A noter que le storytelling est porté sur l’expérience, mais je trouve qu’il manque un chapitre sur le problème de l’écosystème en France. Bien entendu il évolue, mais est souvent insuffisant sur toute la chaîne : formation, création, financement (du love money à l’IPO), accompagnement et surtout alliances stratégiques (grands groupes Français) : la sortie d’une entreprise qui prospère n’est jamais un problème, mais lorsqu’elle cherche des alliances pour se développer, elle va…à l’étranger. Et les grands groupes Français rachètent plutôt des startups étrangères que Françaises…tandis que lorsqu’on est trop petit, on n’a pas accès à des contrats publics, ou de grands groupes. Il y a là un pas énorme à franchir pour régler l’ensemble de cet ecosystème, de mon point de vue, pour faire passer une startup au statut de PME de « service » en France…
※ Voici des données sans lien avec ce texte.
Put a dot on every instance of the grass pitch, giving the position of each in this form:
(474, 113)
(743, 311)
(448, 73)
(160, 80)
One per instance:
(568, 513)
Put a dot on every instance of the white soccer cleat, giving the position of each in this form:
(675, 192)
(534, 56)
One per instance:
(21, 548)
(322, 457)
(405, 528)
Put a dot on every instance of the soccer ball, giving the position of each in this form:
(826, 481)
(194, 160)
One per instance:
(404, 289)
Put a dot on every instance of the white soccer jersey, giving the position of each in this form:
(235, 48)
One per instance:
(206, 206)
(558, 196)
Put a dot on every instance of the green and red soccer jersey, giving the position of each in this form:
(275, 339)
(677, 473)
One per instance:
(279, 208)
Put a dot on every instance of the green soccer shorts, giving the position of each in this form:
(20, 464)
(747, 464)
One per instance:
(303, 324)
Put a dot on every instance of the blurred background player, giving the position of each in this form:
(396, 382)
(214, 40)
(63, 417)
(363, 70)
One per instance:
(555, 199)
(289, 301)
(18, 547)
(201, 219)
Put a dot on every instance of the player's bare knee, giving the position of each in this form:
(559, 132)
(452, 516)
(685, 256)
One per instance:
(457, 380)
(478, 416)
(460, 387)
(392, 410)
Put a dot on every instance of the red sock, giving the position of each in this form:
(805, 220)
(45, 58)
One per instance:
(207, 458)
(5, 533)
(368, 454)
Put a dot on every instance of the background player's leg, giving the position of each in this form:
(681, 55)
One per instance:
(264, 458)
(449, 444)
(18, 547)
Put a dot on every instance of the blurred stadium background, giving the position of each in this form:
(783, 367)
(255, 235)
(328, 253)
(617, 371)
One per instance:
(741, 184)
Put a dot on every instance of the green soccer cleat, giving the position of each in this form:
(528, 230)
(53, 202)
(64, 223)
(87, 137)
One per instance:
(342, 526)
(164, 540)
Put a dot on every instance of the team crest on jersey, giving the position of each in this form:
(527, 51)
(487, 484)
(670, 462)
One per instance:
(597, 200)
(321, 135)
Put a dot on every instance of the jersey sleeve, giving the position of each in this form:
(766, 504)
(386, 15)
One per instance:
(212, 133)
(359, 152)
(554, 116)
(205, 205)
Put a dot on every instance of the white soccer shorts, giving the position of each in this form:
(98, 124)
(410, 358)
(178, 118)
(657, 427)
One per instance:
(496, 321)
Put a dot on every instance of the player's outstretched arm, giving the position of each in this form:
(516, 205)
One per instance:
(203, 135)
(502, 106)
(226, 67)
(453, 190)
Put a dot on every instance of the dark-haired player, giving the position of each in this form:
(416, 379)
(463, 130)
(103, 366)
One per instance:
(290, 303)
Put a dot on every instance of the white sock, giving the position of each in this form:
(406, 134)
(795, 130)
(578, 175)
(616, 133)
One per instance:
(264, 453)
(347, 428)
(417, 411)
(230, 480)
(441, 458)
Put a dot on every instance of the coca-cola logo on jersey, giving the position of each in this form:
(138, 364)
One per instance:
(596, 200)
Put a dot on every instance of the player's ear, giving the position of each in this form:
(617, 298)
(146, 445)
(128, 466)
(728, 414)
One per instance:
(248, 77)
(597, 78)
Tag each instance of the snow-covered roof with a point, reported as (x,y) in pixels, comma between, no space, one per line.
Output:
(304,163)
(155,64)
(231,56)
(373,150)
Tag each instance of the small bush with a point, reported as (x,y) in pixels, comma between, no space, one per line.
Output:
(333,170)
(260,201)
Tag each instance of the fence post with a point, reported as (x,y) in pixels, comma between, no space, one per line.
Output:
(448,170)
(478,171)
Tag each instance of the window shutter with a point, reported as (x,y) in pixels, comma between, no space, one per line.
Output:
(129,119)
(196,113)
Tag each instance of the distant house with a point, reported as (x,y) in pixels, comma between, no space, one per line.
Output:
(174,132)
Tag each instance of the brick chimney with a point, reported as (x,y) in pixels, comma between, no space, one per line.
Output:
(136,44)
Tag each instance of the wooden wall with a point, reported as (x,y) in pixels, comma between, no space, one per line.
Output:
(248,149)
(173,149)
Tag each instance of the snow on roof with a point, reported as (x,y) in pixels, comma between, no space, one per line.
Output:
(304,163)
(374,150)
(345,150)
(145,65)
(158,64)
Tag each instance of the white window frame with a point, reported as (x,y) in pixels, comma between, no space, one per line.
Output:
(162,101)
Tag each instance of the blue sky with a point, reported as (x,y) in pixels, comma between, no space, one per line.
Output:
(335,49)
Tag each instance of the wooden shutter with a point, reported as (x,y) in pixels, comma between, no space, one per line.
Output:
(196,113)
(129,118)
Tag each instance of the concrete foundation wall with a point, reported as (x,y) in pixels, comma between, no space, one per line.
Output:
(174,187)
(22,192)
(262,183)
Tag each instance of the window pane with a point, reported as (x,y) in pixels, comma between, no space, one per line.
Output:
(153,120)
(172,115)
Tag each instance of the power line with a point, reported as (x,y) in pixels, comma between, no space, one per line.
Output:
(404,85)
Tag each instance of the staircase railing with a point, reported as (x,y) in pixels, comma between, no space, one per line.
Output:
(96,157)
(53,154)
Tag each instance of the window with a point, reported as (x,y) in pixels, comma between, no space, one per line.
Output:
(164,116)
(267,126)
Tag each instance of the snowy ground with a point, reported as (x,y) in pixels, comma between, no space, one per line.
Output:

Une conclusion assez rapide délivrée par Stéphane de faberNovel. Points clefs, redits et commentaires, quelques remarques de femmes entrepreneurs, soulevant aussi le problème de « l’entrepreneuriat et/ou l’échec » sont-ils une affaire plutôt d’homme ou de femme. Franchement et à mon sens, sujet inutile et non vérifié, sinon pour réveiller des tentations de sexisme déplacé là où notre bonne vieille société progresse et c’est tant mieux !

De l’expérience nait la lumière certes, mais bon à rester trop dans la pénombre on y perd ses repères et le moral parfois…Mais nous savons désormais qu’échec ne veut pas forcément dire…mat !

A suivre donc la version 1.0, septembre avec la collaboration de TechCrunch US.